In short, it is an ‘Airbnb for rehearsal space’, in the words of founder Gabriel Isserlis. ‘You can find private homes, you can find public spaces – we’ve had our first two churches listed – you can find professional studios. I’m in talks with different organisations to get professional grassroots venues on there. Any sort of venue in the existing market of rehearsal spaces, as well as a new market of places that didn’t think they could be rehearsal spaces but could be, are going to be on there.’

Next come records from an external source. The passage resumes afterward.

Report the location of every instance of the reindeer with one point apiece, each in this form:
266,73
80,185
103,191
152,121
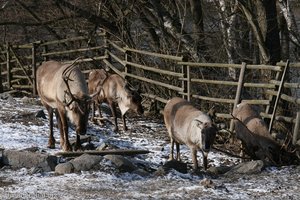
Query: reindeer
188,125
253,132
63,89
114,90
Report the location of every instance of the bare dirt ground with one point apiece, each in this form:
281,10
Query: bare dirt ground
19,129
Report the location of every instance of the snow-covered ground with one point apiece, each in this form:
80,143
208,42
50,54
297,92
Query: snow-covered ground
20,129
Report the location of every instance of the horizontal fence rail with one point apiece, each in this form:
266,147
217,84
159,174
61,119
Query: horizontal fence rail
162,76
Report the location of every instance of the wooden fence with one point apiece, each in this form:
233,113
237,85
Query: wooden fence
163,76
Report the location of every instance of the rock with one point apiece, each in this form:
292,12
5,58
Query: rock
250,167
208,183
172,164
141,172
177,165
20,159
40,114
85,162
64,168
218,170
102,146
122,163
6,96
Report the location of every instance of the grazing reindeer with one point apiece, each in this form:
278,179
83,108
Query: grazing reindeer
188,125
114,90
256,140
62,88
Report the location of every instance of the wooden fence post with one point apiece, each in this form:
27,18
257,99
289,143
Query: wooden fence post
1,86
45,50
8,66
239,91
128,57
278,95
185,83
296,134
33,53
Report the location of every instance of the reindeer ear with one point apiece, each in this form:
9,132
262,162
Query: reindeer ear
198,123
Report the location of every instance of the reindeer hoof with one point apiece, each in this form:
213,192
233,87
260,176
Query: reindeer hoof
51,146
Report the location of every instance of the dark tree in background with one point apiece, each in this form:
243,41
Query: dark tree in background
207,31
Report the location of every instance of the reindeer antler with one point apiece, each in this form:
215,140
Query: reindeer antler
66,77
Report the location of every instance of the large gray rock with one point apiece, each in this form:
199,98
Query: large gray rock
86,162
64,168
122,163
251,167
19,159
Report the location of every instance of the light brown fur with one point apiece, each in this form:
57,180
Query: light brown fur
114,90
188,125
54,95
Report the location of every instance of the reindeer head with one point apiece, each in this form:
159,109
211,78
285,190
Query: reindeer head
76,104
135,99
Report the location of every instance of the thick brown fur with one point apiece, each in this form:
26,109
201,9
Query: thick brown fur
115,91
188,125
69,103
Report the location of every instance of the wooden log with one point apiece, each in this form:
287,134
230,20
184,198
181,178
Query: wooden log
296,133
172,87
175,58
71,51
152,69
278,96
124,152
222,65
116,46
238,92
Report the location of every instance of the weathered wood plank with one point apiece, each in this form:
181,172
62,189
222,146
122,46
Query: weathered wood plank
125,152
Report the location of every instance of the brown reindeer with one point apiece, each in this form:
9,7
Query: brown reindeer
256,140
113,90
63,89
188,125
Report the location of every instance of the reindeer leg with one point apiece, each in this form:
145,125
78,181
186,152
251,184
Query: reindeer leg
100,113
171,157
178,151
64,137
124,122
78,143
51,141
114,114
194,158
93,110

The simplicity of the process will, he figures, be one incentive for people to use it. ‘We hope that the musicians will rather use that than use the rather antiquated and slow systems of individual places. We will also be offering insurance to those venues that don’t have insurance covering this kind of use: if they go round us, no insurance. There will also be – not yet but eventually – loyalty rewards. I’ve just bought this coffee with a loyalty card: if you make, say, ten bookings you might get a certain percentage off.’ While there are other set-ups offering similar services, Isserlis says they tend to focus on event bookings rather than rehearsals. He is confident that Tutti is sufficiently different and tailored to the purpose. ‘There’s a lot of different services that offer part of what we want to do. There’s one service which offers the ability to search for pianos in rooms – just pianos, nothing else. There’s one that offers the ability to find just professional studios, but no churches or private homes. There’s one that offers just churches. And then there’s one other service that’s based in mainland Europe that offers currently the same service as us but as soon as we develop our app, which hopefully will be in the next four months or so, we will offer so many different benefits.
You can find private homes, you can find public spaces – we’ve had our first two churches listed – you can find professional studios
Certainly the idea seems an obvious one, so why is Isserlis the person to put it into action? ‘My family have been musicians for generations, most of them professional, so when I was young I travelled around with my dad a lot and heard a lot of different musicians complain about a lot of different things. I’m also an amateur cellist myself so I’ve kind of experienced various problems too. I went to university to study IT and when I left I decided to combine the two. I came up with a number of different ideas but there was one that really clicked with a lot of people that I asked about it: Airbnb for rehearsal spaces? That sounds amazing.’
Isserlis explains, however, that the idea evolved (and, having launched, is still evolving) out of something more ambitious in mind that he describes as a music ecosystem. ‘I worked on trying to get that off the ground for about a year and a half but it didn’t really go anywhere. I almost gave up but in January last year I got accepted to an incubator that takes people with ideas and turns them into entrepreneurs called the Founder Institute. They said: great ideas but there’s too many of them; you’re not going to be able to start it; focus on one. Since the best feedback I got was for this idea, I settled on this one and that programme helped me figure out how to go about doing it.’
One thing he has not done early on in the process has been to bring in investors. ‘Investors in the marketplace for something like this are much more willing to open their wallets if there’s a proven model – if someone has passed the “mum test”, which is when someone other than your mum has bought the product. So, has proven that it works, got real users on board, got real money through the door – even if it’s £50. It shows that people are interested in buying the product.’
Setting up the business was a learning curve for Isserlis, despite his background in tech and music. ‘I’m a solo founder and starting a company is bloody hard,’ he reflects. ‘I knew I would need to learn some business, I knew I would need to learn some marketing. I’m learning things about economics that I never thought I’d consider learning. The music side of things I feel quite steady on because of my background, but everything else – marketing, sales, business, development, design, writing, how to convey ideas simply… there are so many things I’ve been learning in the last year and a half.’
Now that Tutti is up and running, however, a next step will be to expand his workforce. On a more informal level, he talks about offering benefits to musicians using the service in exchange for help promoting it. But as he adds to his current five part-time employees, he wants to recruit in such a way as to avoid the toxic culture he sees in other start-ups.
‘There are ways of creating a culture that are pretty fantastic: you hire people who have the values of the culture you want to create. Most people I hire early on will most probably not be rigidly to an exact skill. It will be someone who loves learning, loves creating and loves passing that on, sharing with others. And then have a flexible intelligence that can be applied to all sorts of different things.’